Muse & Cold War Kids :: 08.10.07 :: Festival Pier @ Penn’s Landing :: Philadelphia, PA

Muse
After a heat wave that lasted all week long, the temperature dipped down into the 50s in Philly. Breaking the crisp air, California’s Cold War Kids came out hot featuring their Southern-soul-meets-indie-pop with singer Nathan Willett shimmying around the stage to “We Used to Vacation” and shaking maracas to “St. John.” In the live setting CWK obviously feel the groove, every band member shaking and shuffling to every beat and note. It’s just a shame that they were a warm-up act and not a co-headliner because a set that is less than 45 minutes long from the Fullerton crew just doesn’t do them any justice.

Props were given to whoever was manning the tunes between sets. As the audience was getting zonked off seven dollar plastic bottles of beer and bumping their collective asses to the Justice remix of Simian’s “We Are Your Friends,” the panic mode of Klaxons‘ “Masick,” “Alala” from CSS, The Knife‘s “We Share Our Mothers Health,” and some White Stripes, Eagles of Death Metal and AC/DC helped the suds settle in. By the time intermission started to fade out, some people wanted to keep it going.

Matthew Bellamy by Domino Postiglione
If there is any band that loves to make a grand entrance, it’s Muse. They pounded our medulla oblongatas by opening with “Knights of Cydonia,” part Morricone with a little Yes, The Wall and a bridge with that “dar-der-der-der” style of Black Sabbath’s Tony Iommi in Matthew Bellamy‘s guitar. Bellamy belted out his falsetto like he was atop a desolate mountain screaming for anyone to hear his call. The rhythm section of bassist Chris Wolstenholme and drummer Dominic Howard proved their might on “Hysteria” and the super dramatic “Butterflies and Hurricanes.” And the baby grand piano came into play on a cover of the great Nina Simone’s “Feeling Good.”
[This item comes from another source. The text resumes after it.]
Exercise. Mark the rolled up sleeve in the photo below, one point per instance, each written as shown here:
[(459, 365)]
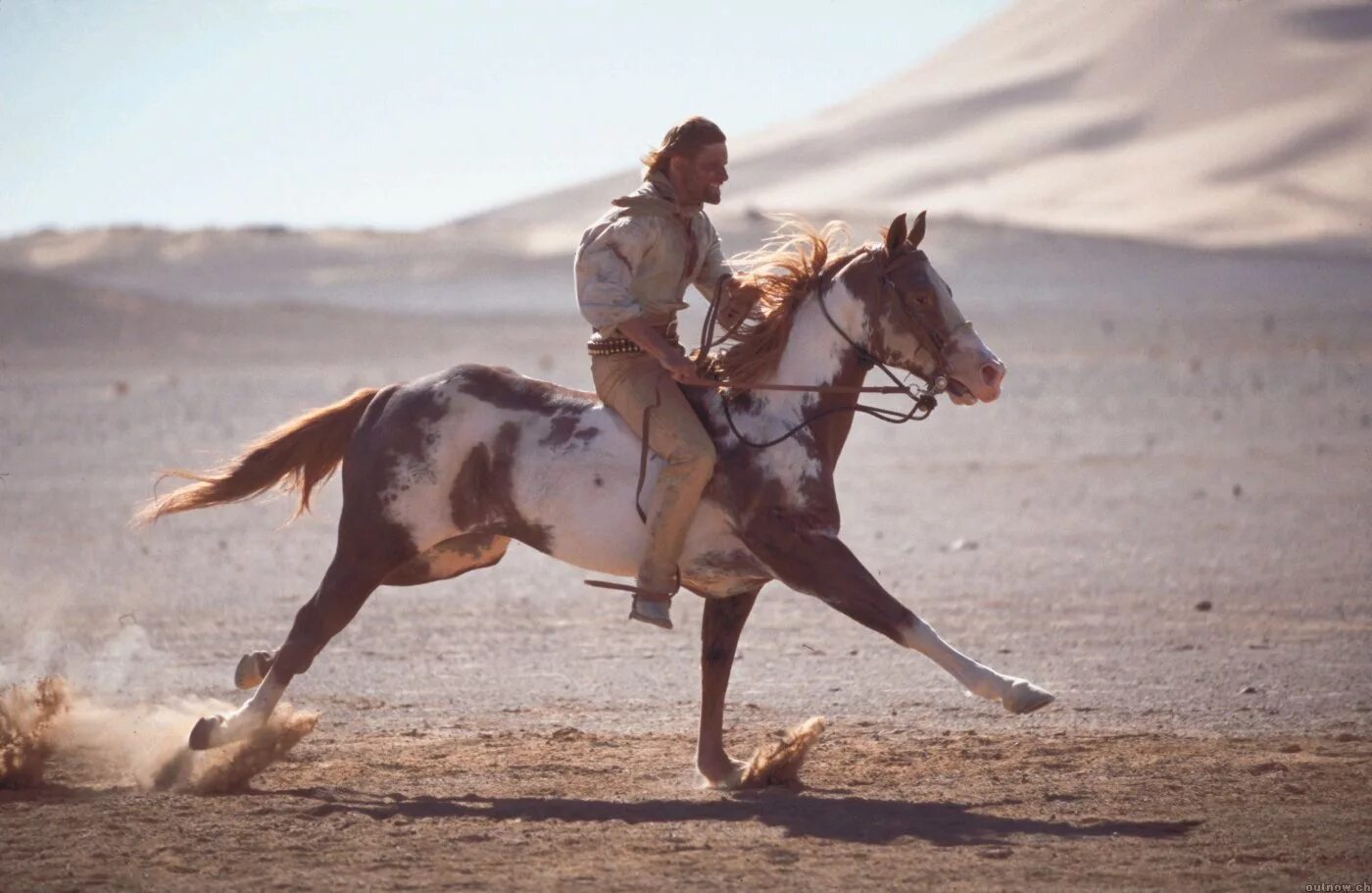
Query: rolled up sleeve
[(712, 268), (606, 264)]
Bands like Muse put on a live gig that’ll crumble foundations. They come packed with lighting that gives their shows all the pomp and circumstance of a Cecil B. DeMille movie. It’s a world where prog rock and rawk rock meet. The only things missing were a firework displays and Roman columns. Sometimes their extravagance can be a bit too gaudy but Muse makes up for it in how they blow minds defying how much noise just three men can make. Sometimes bigger can be better.